Romania - România is a country located at the intersection of Central and Southeastern Europe, bordering on the Black Sea. Romania shares a border with Hungary and Serbia to the west, Ukraine and Moldova to the northeast and east, and Bulgaria to the south. At 238,400 square kilometers (92,000 sq mi), Romania is the ninth largest country of the European Union by area, and has the seventh largest population of the European Union with more than 19 million people. Its capital and largest city is Bucharest, the tenth largest city in the EU.
Over the past few years, Romania has emerged as a popular tourist destination for many Europeans (more than 60% of the foreign visitors in 2007 were from EU countries), thus attempting to compete with Bulgaria, Greece, Italy and Spain. Destinations such as Mangalia, Saturn, Venus, Neptun, Constanta and Mamaia (sometimes called the Romanian Riviera) are among the most popular attractions during summer. During winter, the skiing resorts along the Valea Prahovei and Poiana Brasov are popular with foreign visitors. For their medieval atmosphere and castles, Transylvanian cities such as Sibiu, Brasov, Sighisoara have become major tourist attractions for foreigners. Rural tourism, focusing on folklore and traditions, has become an important alternative recently, and is targeted to promote such sites as Bran and its Dracula's Castle, the Painted churches of Northern Moldavia, the Wooden churches of Maramures and Sălaj, or Sapanta.
Other major natural attractions, such as the Danube Delta, the Iron Gates (Danube Gorge), Scarisoara Cave and several other caves in the Apuseni Mountains have yet to receive great attention.
Romania is a secular state and has no state religion. However, an overwhelming majority of the country's citizens identify themselves as Christians. 86.7% of the country's population identified as Orthodox Christian according to the 2002 census, the vast majority of which belongs to the Romanian Orthodox Church. Other major Christian denomination include Protestantism (5.2%), Roman Catholicism (4.7%) and the Romanian Greek-Catholic Church (0.9%). The latter two religious organizations suffered most severely under the Communist regime. The Greek-Catholic Church was outlawed by the Communist government in 1948;later, under the Ceausescu regime, several churches in Transylvania were demolished. Protestants and Roman Catholics are also concentrated in Transylvania.Romania also has a Muslim minority concentrated in Dobruja, mostly of Turkish and Tatar ethnicity.
The Romanian folkloric costumes characterize own attributes of the Romanian people and contribute essentially at the definition of ethnic specificity.
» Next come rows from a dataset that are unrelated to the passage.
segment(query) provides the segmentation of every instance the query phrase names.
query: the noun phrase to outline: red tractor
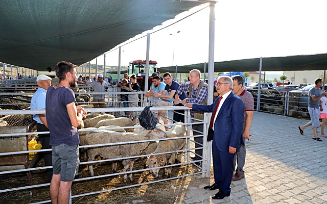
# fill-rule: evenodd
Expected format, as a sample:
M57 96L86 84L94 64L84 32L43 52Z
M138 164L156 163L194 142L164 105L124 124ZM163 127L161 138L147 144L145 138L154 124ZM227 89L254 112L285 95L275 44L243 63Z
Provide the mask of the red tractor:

Closely related to human existence, the folkloric costume reflected over time, mentality and artistic conception of the people.
The folkloric costume has been developed with history, being a genuine expression of coherent traditions throughout centuries. Distinct clothing ornamentation, traditional methods used for sewing and tailoring the pieces of clothing, and wide variety of costumes from one region to another customize the defining spirit of the Romanian people. For women, one of the most important parts of the celebration costume is a kerchief called maramă. A maramă is made from a special fabric called borangic, which resembles silk, so the texture of the material is really nice and soft.